A gente tem, hoje, uma
fábrica na Alemanha, que produz a Qdenga para o mundo, e estamos construindo
outra para entregar no ano que vem. Em fevereiro deste ano, a Takeda fez
contrato com a empresa indiana Biological e foram fabricadas 50 milhões de
doses da Qdenga por ano para os países mais endêmicos do mundo. O Brasil sempre
é prioridade, principalmente, porque tem 80% dos casos no mundo. Tudo isso é
plano estratégico para que, até 2030, nós possamos fornecer 100 milhões de
doses por ano da Qdenga. Aqui no Brasil, também estamos abertos para fazer
transferência de tecnologia, seguimos as tratativas com a Fiocruz e o
Ministério da Saúde.
• E como estão essas tratativas de
parceria?
Em junho, a Lei de
Parceria de Desenvolvimento Produtivo (PDP) saiu e colocou o prazo de 26 de
setembro para que Fiocruz, Butantan e outras instituições com projetos de
transferência de tecnologia e produção local apresentem seus projetos. A
Fiocruz tem muitos projetos e já adiantou que não deve dar tempo de apresentar
a parceria com a Takeda até o fim deste mês. Então, eles estão pegando os dados
da Takeda e planejando o projeto. A transferência de tecnologia é um contrato
de 10 anos, como mostra a experiência com a Hemobras (estatal de insumos
farmacêuticos inaugurada neste ano).
• Ao que a senhora atribui a baixa
vacinação contra a dengue?
É muito crítico,
porque o Brasil era referência mundial com o Programa Nacional de Imunização
(PNI). Desde 2016, a gente observa uma queda na cobertura vacinal, e, quando
chegou a covid, o movimento antivacinas e de fake news aumentou muito. O Brasil
é o segundo do mundo a usar WhatsApp e tecnologia. Nós, especialistas,
entendemos que a grande causa da baixa cobertura vacinal vem de desinformação e
dos mitos que citei sobre classe socioeconômica baixa e regiões do país.
• Como a Takeda tem atuado para combater
essas desinformações?
Temos um trabalho
muito grande com a mídia para corrigir informações equivocadas sobre a Qdenga
e, também, sobre vacinação. Criamos o site Conheça Dengue para conscientizar a
população sobre a doença e a responsabilidade de cada um para preveni-la, além de
falar da vacina. Juntando com a arte, estamos fazendo uma exposição itinerante
chamada Sem Sombra de Dengue, que chegará a Brasília no próximo dia 20. São
obras de arte que mostram que a dengue parece invisível, mas está aí. O
primeiro local de exposição foi no Japan House, em São Paulo, e foi um sucesso.

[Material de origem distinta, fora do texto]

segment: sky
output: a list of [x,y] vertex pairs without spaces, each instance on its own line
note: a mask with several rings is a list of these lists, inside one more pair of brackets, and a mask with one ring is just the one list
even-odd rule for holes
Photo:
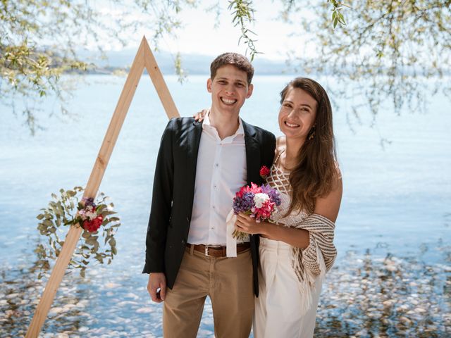
[[[165,37],[160,42],[159,48],[171,53],[180,51],[183,54],[201,54],[209,56],[216,56],[223,51],[235,51],[245,54],[246,45],[241,42],[238,45],[240,32],[238,27],[233,27],[231,23],[233,17],[228,10],[228,1],[223,0],[202,1],[202,5],[195,8],[185,8],[180,14],[183,27],[177,31],[177,38]],[[216,13],[207,12],[206,8],[215,4],[221,4],[221,14],[219,17],[219,25],[216,23]],[[256,12],[254,24],[249,28],[257,33],[254,39],[257,40],[256,46],[258,51],[262,52],[261,56],[264,58],[274,61],[285,60],[289,51],[295,51],[297,54],[302,52],[302,40],[301,37],[290,36],[295,29],[294,25],[289,25],[276,20],[281,9],[278,1],[259,0],[254,1]],[[304,8],[303,8],[303,11]],[[106,8],[109,15],[114,13],[114,8]],[[305,9],[308,11],[308,9]],[[121,15],[120,11],[115,13]],[[113,15],[115,15],[113,14]],[[140,13],[136,17],[142,16]],[[141,34],[142,33],[142,34]],[[154,32],[142,27],[141,32],[130,36],[126,48],[137,46],[142,35],[148,39]],[[152,46],[151,46],[152,47]],[[109,46],[112,49],[123,48],[121,46]]]

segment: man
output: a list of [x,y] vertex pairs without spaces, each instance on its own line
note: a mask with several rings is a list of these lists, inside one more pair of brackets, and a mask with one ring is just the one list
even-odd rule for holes
[[235,194],[261,184],[261,165],[273,161],[276,139],[239,116],[252,94],[254,68],[243,56],[226,53],[210,66],[210,113],[203,123],[172,119],[160,145],[146,238],[147,289],[164,301],[166,337],[195,337],[206,296],[215,335],[247,337],[258,295],[258,237],[227,257],[226,218]]

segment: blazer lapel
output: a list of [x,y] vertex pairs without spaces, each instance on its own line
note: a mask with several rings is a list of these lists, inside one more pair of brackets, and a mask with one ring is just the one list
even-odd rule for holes
[[245,130],[245,143],[246,144],[246,165],[247,166],[247,184],[259,184],[260,146],[255,134],[255,128],[241,120]]
[[[189,182],[194,182],[196,179],[196,167],[197,165],[197,154],[199,153],[199,144],[200,144],[200,137],[202,133],[202,123],[194,121],[186,130],[185,136],[180,137],[186,142],[183,147],[186,149],[186,180]],[[184,142],[180,140],[180,142]],[[192,193],[194,194],[194,188]]]

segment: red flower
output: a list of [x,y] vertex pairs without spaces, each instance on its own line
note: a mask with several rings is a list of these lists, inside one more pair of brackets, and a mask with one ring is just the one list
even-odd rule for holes
[[101,215],[99,215],[94,220],[90,221],[85,220],[83,221],[83,229],[89,231],[89,232],[95,232],[101,225],[103,220],[104,218]]
[[260,168],[260,176],[261,178],[266,178],[266,177],[269,175],[269,168],[266,165],[261,165]]

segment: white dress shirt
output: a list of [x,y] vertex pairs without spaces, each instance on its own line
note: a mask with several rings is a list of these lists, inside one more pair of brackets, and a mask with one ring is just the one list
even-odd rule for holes
[[188,243],[226,245],[226,218],[235,193],[247,184],[246,146],[241,119],[235,133],[221,139],[204,118]]

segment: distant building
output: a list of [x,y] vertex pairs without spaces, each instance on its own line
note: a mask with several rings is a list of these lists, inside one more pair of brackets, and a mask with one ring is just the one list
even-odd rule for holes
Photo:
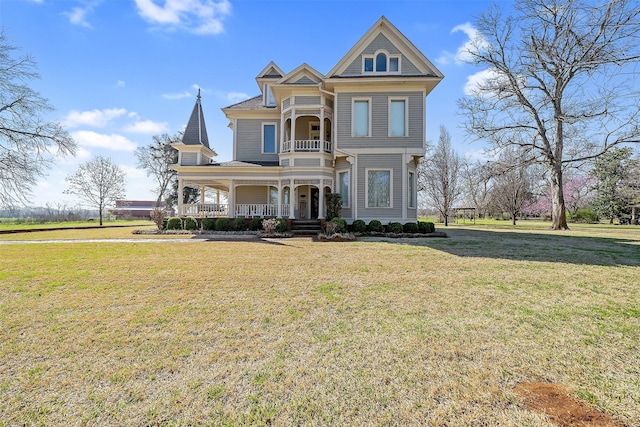
[[151,219],[153,209],[159,207],[167,212],[167,216],[174,216],[173,208],[167,208],[164,202],[156,206],[155,200],[116,200],[116,207],[109,213],[116,219]]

Iniciamos por lá porque é onde a Takeda Brasil está. Depois, fomos para
Dourados, em Mato Grosso do Sul, porque é a cidade que está participando de um
estudo de caso da Qdenga. A população do município foi a primeira a tomar a
vacina e está sendo acompanhada para verificar a eficácia ao longo dos anos.
Agora, chega a Brasília, que é a cidade brasileira que teve a maior taxa de
concentração de casos de dengue. Neste momento, são mais de 9,7 mil casos a cada
100 mil habitantes. Na sequência, a exposição segue para Salvador, na Bahia,
que foi o local do Nordeste a registrar epidemia da doença neste ano.